2054 – Un projet de design fictioN
2054. Les températures sont très élevées, tout le temps. L’eau vient à manquer, souvent.
Mais les modes de vie ont changé, progressivement.
Imaginez, les températures battent des records tous les mois, les flux migratoires se sont intensifiés en raison des catastrophes climatiques et l’habitabilité de la Terre est mise à rude épreuve. Imaginez maintenant, que la cathédrale de Strasbourg, désacralisée, est désormais l’épicentre d’une coopérative agricole. Imaginez, et c’est peut-être le plus fou, que les années 2050 sont une décennie paisible, où les personnes ont changé leurs habitudes et participent avec enthousiasme et volonté à la construction d’un nouveau monde.
Quelles adaptations sont nécessaires pour vivre dans ce monde ? Quelles sont ces nouvelles habitudes si réjouissantes ? Comment cultivons-nous et que mangeons-nous ?
Un projet de design fiction
Ce sont toutes les questions qui se posent et auxquelles nous tentons de répondre dans ce projet de design fiction. L’objectif du design fiction est avant tout de donner à voir un futur probable à partir des signaux faibles et des progrès techniques observés aujourd’hui. Il cherche à matérialiser ce que pourrait être le futur pour faire éclore des réflexions, des débats.
Pour cet exercice, nous nous sommes concentrées sur l’une des contraintes climatiques que prévoient les scénarii scientifiques : le manque d’eau.
Première étape : construire une utopie, rédiger une éco-fiction
Cette phase est surtout un temps de recherche. Il s’agit aussi de prendre des décisions et d’acter certaines choses (par exemple : y aura-t-il encore des voitures individuelles ?). Nous agrémentons du plus de détails possibles : quelles graines consomment peu d’eau ? Comment permettre à chacun.e de stocker de l’eau, et de cultiver quelques légumes ? Comment s’organisent les journées ? Une coopérative dans la cathédrale, d’accord, mais concrètement qu’est-ce qu’on y fait ? Ce sont donc des longs moments de documentation et d’échange qui ont leur lot de difficultés à surmonter : défendre son idée, l’expliciter pour s’assurer que dans le groupe, quand l’une dit “une grainothèque dans la cathédrale”, les deux autres envisagent la grainothèque de la même manière, etc.

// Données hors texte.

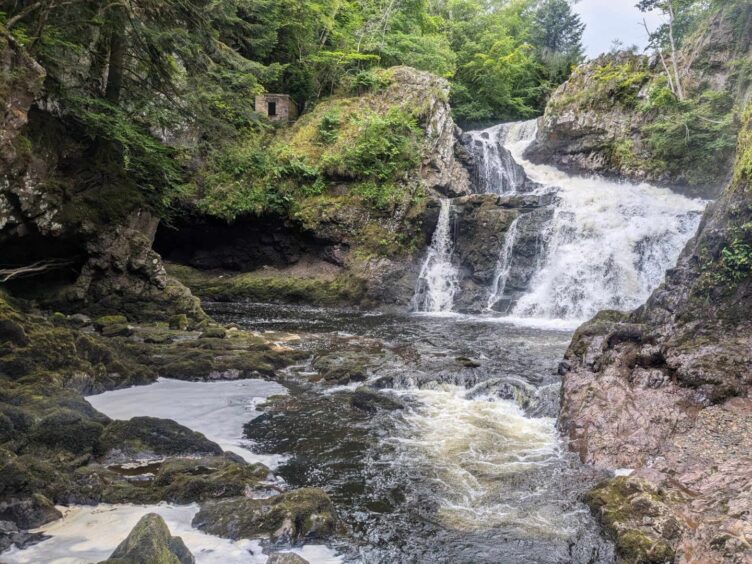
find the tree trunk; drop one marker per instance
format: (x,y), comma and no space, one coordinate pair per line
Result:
(117,57)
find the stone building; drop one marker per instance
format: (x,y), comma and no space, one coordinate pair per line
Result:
(277,107)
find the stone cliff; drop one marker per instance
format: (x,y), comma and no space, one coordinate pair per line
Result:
(613,116)
(665,392)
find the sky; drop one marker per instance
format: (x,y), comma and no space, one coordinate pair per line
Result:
(607,20)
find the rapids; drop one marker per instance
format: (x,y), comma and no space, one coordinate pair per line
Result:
(457,458)
(607,245)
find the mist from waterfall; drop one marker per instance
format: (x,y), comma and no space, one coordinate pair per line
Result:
(438,281)
(607,245)
(503,266)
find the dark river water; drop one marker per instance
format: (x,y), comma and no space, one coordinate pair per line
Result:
(445,449)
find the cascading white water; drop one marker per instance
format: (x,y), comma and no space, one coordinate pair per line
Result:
(496,172)
(609,243)
(504,266)
(439,277)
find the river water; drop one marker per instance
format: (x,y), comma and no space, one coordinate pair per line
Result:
(457,457)
(469,469)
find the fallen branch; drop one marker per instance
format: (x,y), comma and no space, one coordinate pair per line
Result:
(7,274)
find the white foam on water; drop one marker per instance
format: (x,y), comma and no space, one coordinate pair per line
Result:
(471,448)
(219,409)
(609,243)
(438,281)
(504,265)
(90,534)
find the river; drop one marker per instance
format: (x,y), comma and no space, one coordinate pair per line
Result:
(435,432)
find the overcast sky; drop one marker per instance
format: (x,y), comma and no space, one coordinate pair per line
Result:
(607,20)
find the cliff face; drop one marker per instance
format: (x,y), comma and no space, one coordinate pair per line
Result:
(377,161)
(665,391)
(612,117)
(95,243)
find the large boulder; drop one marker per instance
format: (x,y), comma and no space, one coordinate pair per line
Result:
(150,437)
(664,391)
(291,517)
(150,541)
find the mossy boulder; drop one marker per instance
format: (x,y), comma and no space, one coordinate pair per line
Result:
(293,516)
(149,437)
(634,513)
(68,430)
(214,333)
(179,322)
(286,558)
(150,541)
(13,332)
(117,330)
(189,480)
(107,320)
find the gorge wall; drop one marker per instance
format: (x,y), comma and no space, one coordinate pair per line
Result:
(616,115)
(665,392)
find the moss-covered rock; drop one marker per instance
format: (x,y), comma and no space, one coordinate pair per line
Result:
(150,541)
(635,514)
(28,512)
(68,430)
(150,437)
(263,287)
(293,516)
(191,480)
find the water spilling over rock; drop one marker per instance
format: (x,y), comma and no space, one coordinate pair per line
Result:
(585,244)
(437,282)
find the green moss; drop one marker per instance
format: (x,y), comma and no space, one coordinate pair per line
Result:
(344,289)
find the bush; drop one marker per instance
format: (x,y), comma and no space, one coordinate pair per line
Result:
(386,146)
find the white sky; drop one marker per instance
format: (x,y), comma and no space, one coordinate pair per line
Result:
(607,20)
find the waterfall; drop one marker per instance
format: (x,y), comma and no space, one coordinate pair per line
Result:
(495,170)
(504,266)
(609,243)
(439,277)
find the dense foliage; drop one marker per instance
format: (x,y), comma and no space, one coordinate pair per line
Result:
(150,91)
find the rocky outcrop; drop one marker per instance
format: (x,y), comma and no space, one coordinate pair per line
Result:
(482,224)
(291,517)
(599,121)
(151,541)
(443,169)
(95,242)
(665,391)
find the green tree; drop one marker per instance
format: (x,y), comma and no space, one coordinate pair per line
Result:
(557,35)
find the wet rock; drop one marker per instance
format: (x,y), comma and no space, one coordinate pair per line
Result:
(214,333)
(108,320)
(371,402)
(117,330)
(343,367)
(13,332)
(28,512)
(286,558)
(150,437)
(468,362)
(79,320)
(664,391)
(190,480)
(290,517)
(67,429)
(150,541)
(634,513)
(179,322)
(11,535)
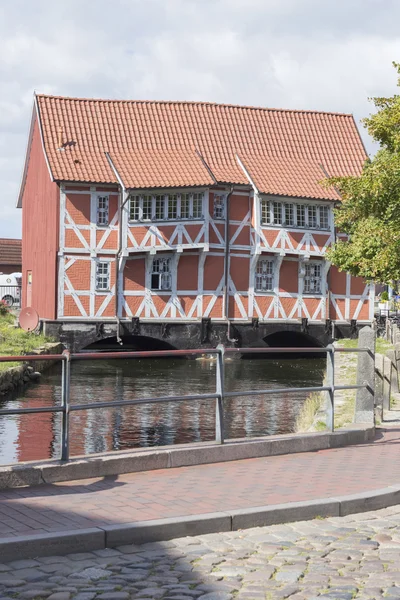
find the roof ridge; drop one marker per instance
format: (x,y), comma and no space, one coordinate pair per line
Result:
(197,102)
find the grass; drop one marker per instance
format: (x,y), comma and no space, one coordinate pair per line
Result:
(15,341)
(306,416)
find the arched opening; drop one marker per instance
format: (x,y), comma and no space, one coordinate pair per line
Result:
(287,339)
(130,343)
(291,339)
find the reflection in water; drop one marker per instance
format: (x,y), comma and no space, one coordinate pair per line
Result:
(34,437)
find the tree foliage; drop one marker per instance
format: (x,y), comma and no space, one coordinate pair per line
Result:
(370,208)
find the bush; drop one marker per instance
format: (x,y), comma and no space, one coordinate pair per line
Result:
(4,309)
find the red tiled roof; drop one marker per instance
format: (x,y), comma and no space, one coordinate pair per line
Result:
(218,131)
(294,177)
(160,168)
(10,252)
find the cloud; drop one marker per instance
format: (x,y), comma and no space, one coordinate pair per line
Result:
(282,53)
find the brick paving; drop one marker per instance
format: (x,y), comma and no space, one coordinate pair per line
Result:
(336,558)
(202,489)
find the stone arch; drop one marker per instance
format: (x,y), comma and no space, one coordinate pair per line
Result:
(129,343)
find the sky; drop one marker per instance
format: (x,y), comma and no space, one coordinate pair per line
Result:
(304,54)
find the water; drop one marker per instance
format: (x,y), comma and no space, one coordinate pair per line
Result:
(34,437)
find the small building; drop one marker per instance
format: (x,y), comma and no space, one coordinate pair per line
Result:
(10,256)
(184,213)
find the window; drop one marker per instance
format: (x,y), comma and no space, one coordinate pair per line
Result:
(102,211)
(265,212)
(312,217)
(289,215)
(185,206)
(197,206)
(161,278)
(277,213)
(160,208)
(264,276)
(166,206)
(172,206)
(300,215)
(134,203)
(324,217)
(102,276)
(312,278)
(219,206)
(147,208)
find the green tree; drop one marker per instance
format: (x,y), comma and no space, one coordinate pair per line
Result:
(370,208)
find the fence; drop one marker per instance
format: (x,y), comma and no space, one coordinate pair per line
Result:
(219,395)
(10,294)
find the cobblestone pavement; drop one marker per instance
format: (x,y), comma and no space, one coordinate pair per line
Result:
(339,558)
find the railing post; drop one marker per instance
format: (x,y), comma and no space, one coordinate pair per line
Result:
(219,403)
(65,386)
(330,382)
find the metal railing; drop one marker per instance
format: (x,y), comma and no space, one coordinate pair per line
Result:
(10,294)
(65,408)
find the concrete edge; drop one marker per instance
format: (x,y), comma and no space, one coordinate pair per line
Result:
(30,474)
(111,536)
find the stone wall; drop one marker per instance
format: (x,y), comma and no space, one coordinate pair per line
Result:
(23,374)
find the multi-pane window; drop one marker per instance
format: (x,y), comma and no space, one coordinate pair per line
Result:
(266,211)
(161,277)
(277,206)
(312,216)
(219,206)
(161,207)
(312,278)
(264,275)
(102,210)
(300,215)
(185,206)
(172,206)
(102,276)
(324,217)
(147,209)
(197,206)
(289,214)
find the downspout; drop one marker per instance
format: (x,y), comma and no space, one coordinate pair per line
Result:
(226,282)
(123,198)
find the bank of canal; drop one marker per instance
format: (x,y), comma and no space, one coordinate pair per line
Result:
(34,437)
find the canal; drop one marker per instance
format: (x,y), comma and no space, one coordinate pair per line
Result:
(35,437)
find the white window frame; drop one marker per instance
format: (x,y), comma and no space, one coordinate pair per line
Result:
(102,212)
(103,273)
(310,278)
(219,206)
(275,213)
(164,275)
(265,270)
(162,206)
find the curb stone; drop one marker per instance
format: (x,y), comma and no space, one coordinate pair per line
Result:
(98,538)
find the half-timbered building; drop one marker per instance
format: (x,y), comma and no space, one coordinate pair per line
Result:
(176,212)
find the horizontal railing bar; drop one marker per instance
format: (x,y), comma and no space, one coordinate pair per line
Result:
(270,350)
(275,391)
(33,357)
(142,354)
(352,350)
(26,411)
(350,387)
(142,401)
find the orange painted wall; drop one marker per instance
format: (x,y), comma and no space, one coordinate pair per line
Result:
(40,232)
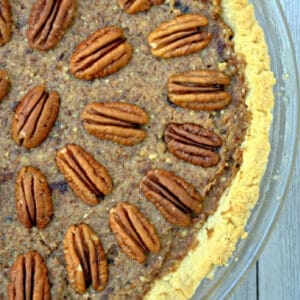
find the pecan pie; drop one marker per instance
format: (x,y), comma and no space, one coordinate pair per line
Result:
(134,135)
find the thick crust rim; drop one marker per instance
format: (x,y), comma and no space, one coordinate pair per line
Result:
(229,220)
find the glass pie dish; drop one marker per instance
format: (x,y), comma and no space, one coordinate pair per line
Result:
(283,139)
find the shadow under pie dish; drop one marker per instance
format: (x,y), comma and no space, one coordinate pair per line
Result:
(222,121)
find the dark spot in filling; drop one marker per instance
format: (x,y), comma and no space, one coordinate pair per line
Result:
(60,186)
(8,220)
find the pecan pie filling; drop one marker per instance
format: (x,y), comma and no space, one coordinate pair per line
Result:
(136,161)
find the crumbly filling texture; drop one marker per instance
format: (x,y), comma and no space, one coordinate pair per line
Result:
(143,82)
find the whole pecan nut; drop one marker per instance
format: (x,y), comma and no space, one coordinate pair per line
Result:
(49,20)
(136,236)
(35,116)
(85,259)
(103,53)
(180,36)
(5,22)
(29,278)
(118,122)
(4,84)
(33,198)
(193,143)
(135,6)
(199,90)
(175,198)
(88,179)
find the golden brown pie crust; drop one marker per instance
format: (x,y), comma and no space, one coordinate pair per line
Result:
(228,222)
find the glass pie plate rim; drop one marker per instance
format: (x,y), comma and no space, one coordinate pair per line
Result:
(283,138)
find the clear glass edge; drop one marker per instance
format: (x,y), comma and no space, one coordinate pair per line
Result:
(285,129)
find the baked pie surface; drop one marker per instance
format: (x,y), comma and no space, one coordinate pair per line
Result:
(230,188)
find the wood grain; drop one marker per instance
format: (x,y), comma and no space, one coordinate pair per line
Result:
(277,272)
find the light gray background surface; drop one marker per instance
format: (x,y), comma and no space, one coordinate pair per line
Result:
(276,275)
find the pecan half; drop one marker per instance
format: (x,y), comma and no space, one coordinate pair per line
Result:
(116,121)
(49,20)
(5,22)
(135,6)
(4,84)
(175,198)
(35,116)
(85,259)
(88,179)
(199,90)
(193,143)
(180,36)
(103,53)
(135,235)
(33,198)
(29,278)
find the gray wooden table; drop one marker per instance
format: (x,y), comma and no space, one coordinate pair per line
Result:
(276,275)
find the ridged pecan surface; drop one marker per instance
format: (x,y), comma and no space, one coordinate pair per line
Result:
(88,179)
(175,198)
(193,143)
(181,36)
(4,84)
(116,121)
(29,278)
(33,198)
(199,90)
(85,259)
(135,6)
(136,236)
(5,22)
(49,20)
(102,53)
(35,116)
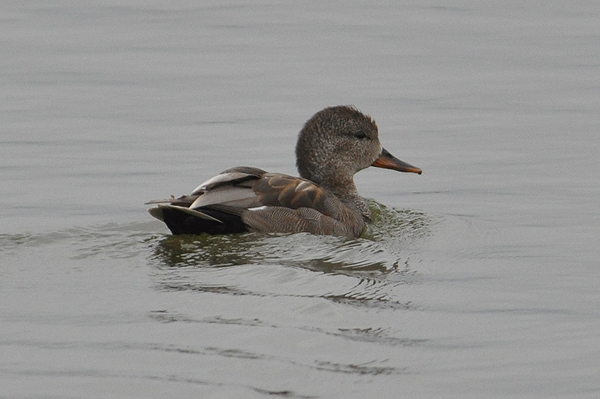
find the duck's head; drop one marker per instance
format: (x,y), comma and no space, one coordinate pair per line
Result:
(336,143)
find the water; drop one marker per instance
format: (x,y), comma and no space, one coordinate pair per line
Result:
(477,279)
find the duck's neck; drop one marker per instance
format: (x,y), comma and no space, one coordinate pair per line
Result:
(345,190)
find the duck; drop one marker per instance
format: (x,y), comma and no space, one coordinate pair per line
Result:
(333,145)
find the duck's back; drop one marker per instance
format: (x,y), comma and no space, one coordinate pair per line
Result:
(244,198)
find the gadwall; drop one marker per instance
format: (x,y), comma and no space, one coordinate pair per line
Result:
(332,146)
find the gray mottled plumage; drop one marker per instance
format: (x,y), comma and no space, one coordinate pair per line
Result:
(332,146)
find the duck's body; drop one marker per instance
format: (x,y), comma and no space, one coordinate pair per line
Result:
(334,144)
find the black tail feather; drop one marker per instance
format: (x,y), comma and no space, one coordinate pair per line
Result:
(184,223)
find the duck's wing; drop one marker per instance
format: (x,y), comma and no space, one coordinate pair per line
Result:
(293,205)
(244,198)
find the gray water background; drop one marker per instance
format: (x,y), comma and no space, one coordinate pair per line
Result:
(480,278)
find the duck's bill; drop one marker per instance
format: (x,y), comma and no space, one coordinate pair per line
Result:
(388,161)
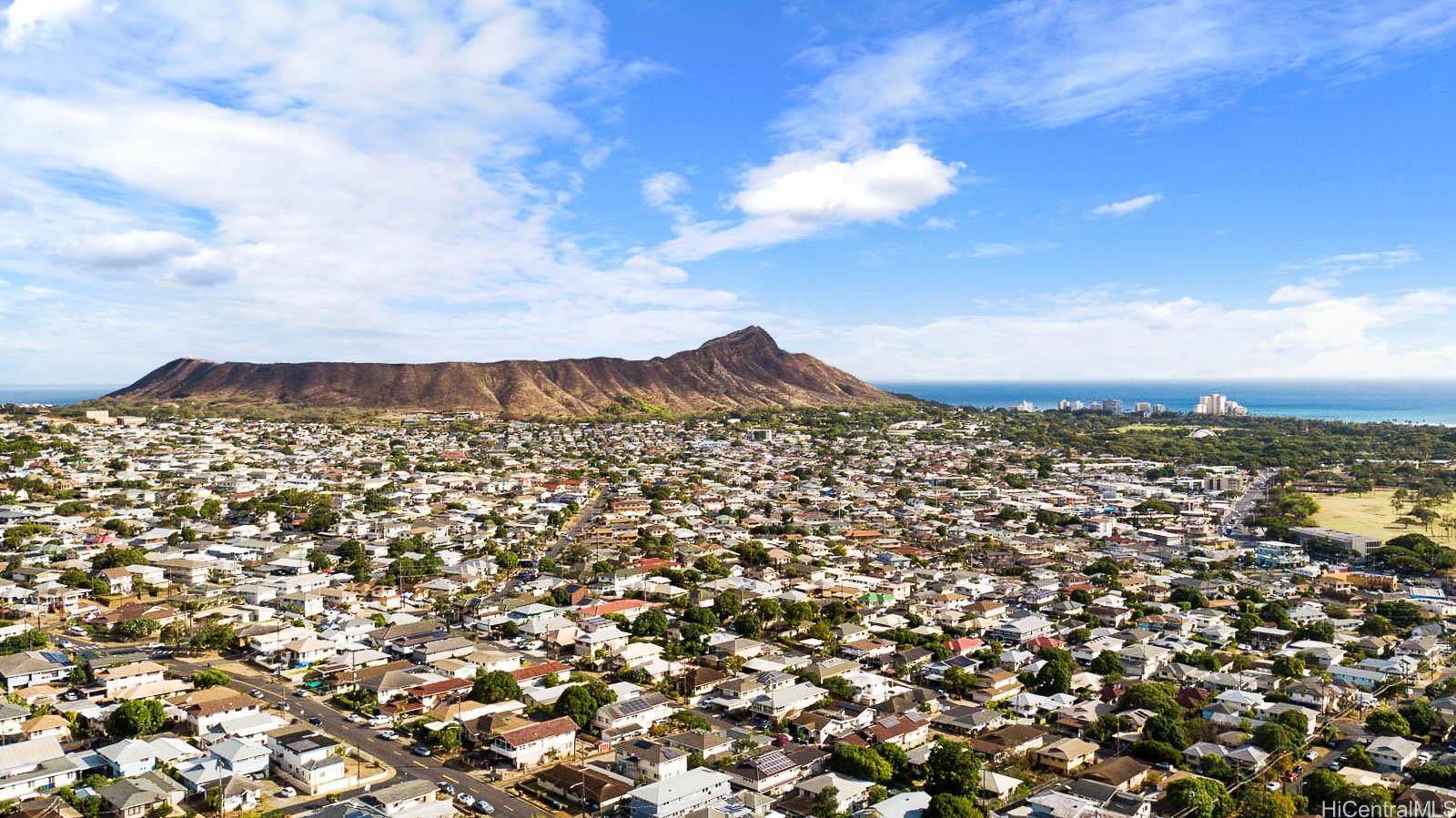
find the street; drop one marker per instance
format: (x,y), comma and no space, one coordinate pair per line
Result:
(392,752)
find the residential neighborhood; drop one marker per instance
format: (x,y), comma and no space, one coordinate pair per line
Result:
(826,614)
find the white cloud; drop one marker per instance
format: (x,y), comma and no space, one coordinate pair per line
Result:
(33,19)
(1344,264)
(133,247)
(989,250)
(1331,269)
(1127,206)
(1121,335)
(1050,65)
(660,189)
(317,153)
(871,187)
(804,192)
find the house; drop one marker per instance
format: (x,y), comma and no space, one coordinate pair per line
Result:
(206,709)
(1067,756)
(786,702)
(774,772)
(34,667)
(309,760)
(1021,631)
(124,677)
(128,757)
(592,789)
(536,744)
(906,731)
(140,795)
(648,760)
(632,716)
(673,798)
(402,796)
(28,767)
(1392,754)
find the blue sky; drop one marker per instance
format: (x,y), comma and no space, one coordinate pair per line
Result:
(910,191)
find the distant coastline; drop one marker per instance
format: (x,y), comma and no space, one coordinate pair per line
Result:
(1407,402)
(1404,400)
(56,395)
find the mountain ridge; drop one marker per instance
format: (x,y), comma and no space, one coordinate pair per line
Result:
(740,370)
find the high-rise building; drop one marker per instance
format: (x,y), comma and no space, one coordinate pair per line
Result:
(1219,405)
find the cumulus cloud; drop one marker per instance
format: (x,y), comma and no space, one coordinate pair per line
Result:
(807,192)
(871,187)
(1121,335)
(36,19)
(133,247)
(989,250)
(660,189)
(1127,206)
(1048,65)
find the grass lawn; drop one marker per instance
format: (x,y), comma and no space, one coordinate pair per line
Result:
(1372,514)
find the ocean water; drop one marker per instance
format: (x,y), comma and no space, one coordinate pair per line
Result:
(1412,402)
(57,395)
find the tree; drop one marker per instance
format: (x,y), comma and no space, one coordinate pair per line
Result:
(495,686)
(135,628)
(1167,730)
(1056,674)
(650,623)
(1420,716)
(1388,722)
(953,769)
(1263,803)
(210,679)
(727,604)
(1200,798)
(1107,665)
(138,716)
(1155,752)
(1289,667)
(946,805)
(861,763)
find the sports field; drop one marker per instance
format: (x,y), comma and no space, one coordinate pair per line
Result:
(1372,514)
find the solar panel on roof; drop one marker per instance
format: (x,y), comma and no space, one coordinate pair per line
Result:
(774,763)
(633,706)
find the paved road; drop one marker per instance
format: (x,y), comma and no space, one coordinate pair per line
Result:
(582,519)
(392,752)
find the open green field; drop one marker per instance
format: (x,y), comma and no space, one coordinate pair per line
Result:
(1372,514)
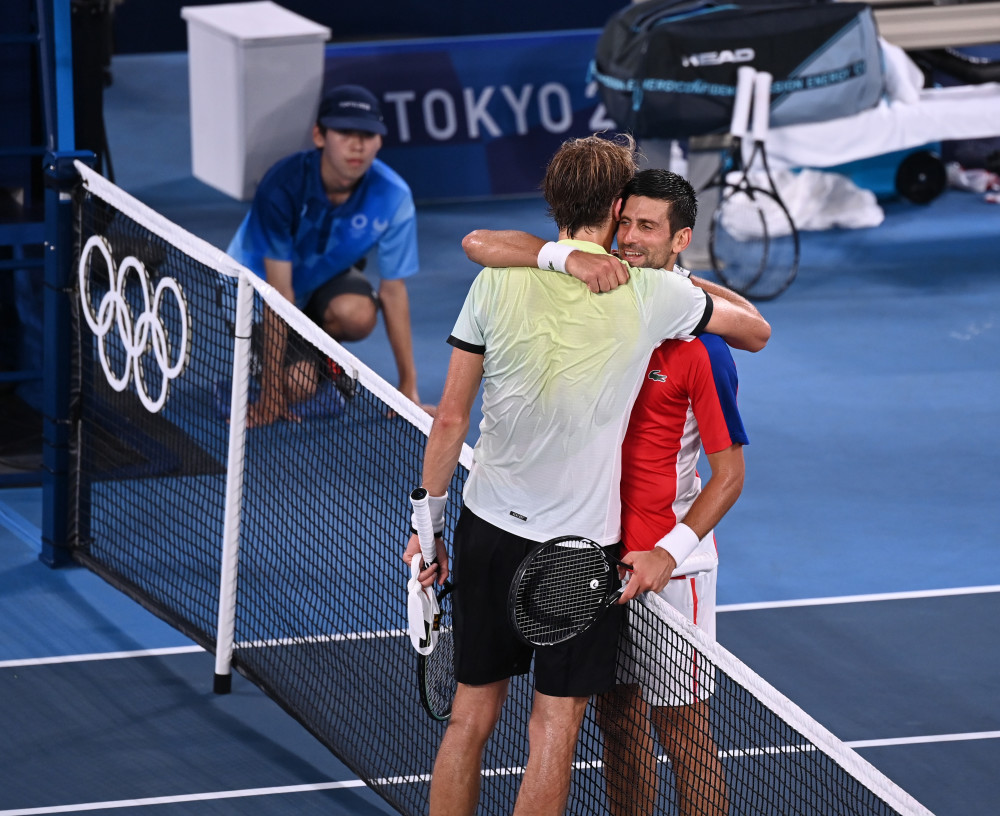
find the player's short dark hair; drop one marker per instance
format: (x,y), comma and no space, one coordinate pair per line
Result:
(584,179)
(666,186)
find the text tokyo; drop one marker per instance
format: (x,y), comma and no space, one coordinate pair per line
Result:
(444,115)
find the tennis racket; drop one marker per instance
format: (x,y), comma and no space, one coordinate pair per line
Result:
(436,671)
(737,242)
(782,257)
(561,588)
(421,604)
(430,621)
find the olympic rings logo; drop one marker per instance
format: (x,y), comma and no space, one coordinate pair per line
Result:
(137,335)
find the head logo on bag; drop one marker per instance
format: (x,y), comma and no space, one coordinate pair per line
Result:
(718,57)
(667,68)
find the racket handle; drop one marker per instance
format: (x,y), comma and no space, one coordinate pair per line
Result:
(741,103)
(423,524)
(761,105)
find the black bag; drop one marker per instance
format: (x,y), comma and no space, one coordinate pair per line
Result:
(667,68)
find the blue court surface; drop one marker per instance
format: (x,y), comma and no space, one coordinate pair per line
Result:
(860,569)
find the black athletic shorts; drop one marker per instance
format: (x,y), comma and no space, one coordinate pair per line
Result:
(351,282)
(486,646)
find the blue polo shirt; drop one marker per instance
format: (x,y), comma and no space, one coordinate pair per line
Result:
(291,219)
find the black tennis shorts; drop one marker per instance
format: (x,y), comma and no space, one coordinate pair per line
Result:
(349,282)
(486,646)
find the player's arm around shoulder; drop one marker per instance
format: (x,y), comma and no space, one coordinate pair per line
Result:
(512,248)
(734,318)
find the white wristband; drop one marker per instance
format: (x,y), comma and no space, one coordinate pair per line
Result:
(436,506)
(553,256)
(679,542)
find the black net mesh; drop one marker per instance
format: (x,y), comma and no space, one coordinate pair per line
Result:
(321,587)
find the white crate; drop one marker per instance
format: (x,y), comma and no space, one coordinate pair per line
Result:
(256,74)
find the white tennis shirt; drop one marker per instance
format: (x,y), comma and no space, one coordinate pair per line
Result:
(562,367)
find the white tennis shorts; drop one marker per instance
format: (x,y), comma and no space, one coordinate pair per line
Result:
(667,668)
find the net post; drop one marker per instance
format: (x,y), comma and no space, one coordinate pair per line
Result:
(234,488)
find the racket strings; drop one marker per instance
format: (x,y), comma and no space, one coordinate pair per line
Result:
(560,592)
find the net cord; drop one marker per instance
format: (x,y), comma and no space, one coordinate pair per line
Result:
(848,759)
(203,252)
(226,630)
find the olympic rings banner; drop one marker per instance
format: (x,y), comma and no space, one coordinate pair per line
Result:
(134,328)
(473,117)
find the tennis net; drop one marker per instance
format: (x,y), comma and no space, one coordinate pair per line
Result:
(278,548)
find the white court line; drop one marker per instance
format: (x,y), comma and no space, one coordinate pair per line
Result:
(881,596)
(49,661)
(357,783)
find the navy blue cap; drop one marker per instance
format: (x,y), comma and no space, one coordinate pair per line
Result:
(351,107)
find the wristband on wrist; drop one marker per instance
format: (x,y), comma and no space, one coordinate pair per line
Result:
(437,504)
(553,256)
(679,542)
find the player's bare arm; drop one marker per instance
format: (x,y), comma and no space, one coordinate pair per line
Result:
(738,323)
(503,248)
(444,445)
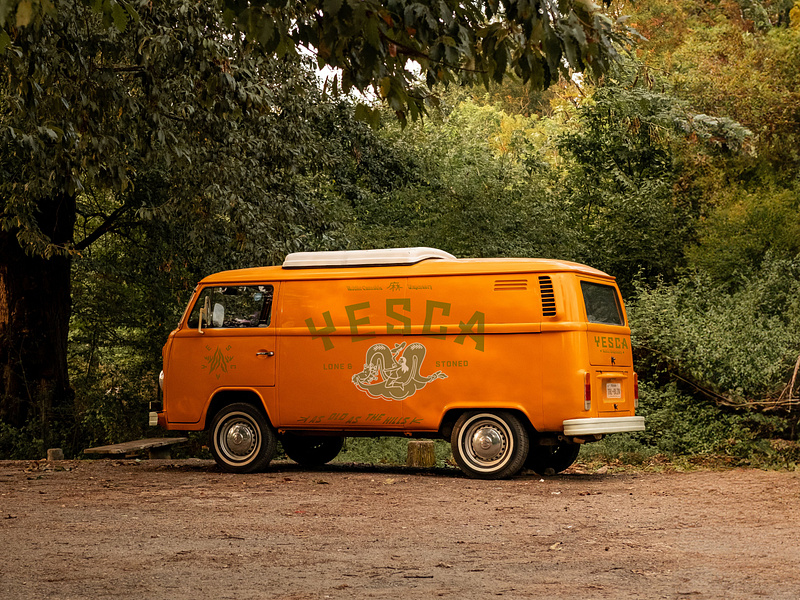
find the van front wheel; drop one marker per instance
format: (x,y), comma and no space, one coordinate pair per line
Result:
(489,445)
(242,440)
(311,450)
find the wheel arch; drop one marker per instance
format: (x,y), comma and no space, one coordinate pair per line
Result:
(451,416)
(223,398)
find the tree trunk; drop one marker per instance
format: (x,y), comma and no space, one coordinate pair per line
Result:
(421,453)
(35,306)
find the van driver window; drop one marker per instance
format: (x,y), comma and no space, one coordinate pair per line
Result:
(233,307)
(602,304)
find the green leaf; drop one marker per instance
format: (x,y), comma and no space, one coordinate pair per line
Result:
(24,13)
(331,7)
(120,17)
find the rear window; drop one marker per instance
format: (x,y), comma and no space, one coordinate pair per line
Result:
(602,303)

Un temps long mais nécessaire pour, inconsciemment, s’imprégner du monde que nous inventons. Cela nous permet d’être imprégnées de notre utopie pour nous plonger dans l’écriture de l’éco-fiction.
Ci joint, notre récit permettant de se projeter.
Eco-fiction – Quand il n’y aura plus d’eau
Deuxième étape : concevoir et réaliser des artefacts du futur
Pour cette phase, il faut identifier précisément les nouveaux gestes, nouvelles habitudes qu’ont les personnes de 2054. Qui dit nouvelle habitude, dit nouvel objet.
Et c’est là tout l’intérêt du design fiction : créer des artefacts afin de matérialiser les gestes de demain. Il ne s’agit pas de réinventer l’eau chaude, mais plutôt de montrer ce qui reste et ce qui évolue.
Nous faisons alors le choix de concentrer notre attention sur la fabrication d’un sac de
rétrocession : il permet d’apporter certains aliments à la cathédrale et de les échanger contre d’autres (des pommes contre du jus, par exemple).
« Elle travaille dans l’aile de la cathédrale réservée à la rétrocession. Cela consiste à récupérer ce que les habitants déposent, comme une quantité de légumes, de lait, ou d’œufs et à leur échanger un quota de jus, de fromage, et même quelques graines. Les habitants ne sont plus que consommateurs, mais sont aussi acteurs. »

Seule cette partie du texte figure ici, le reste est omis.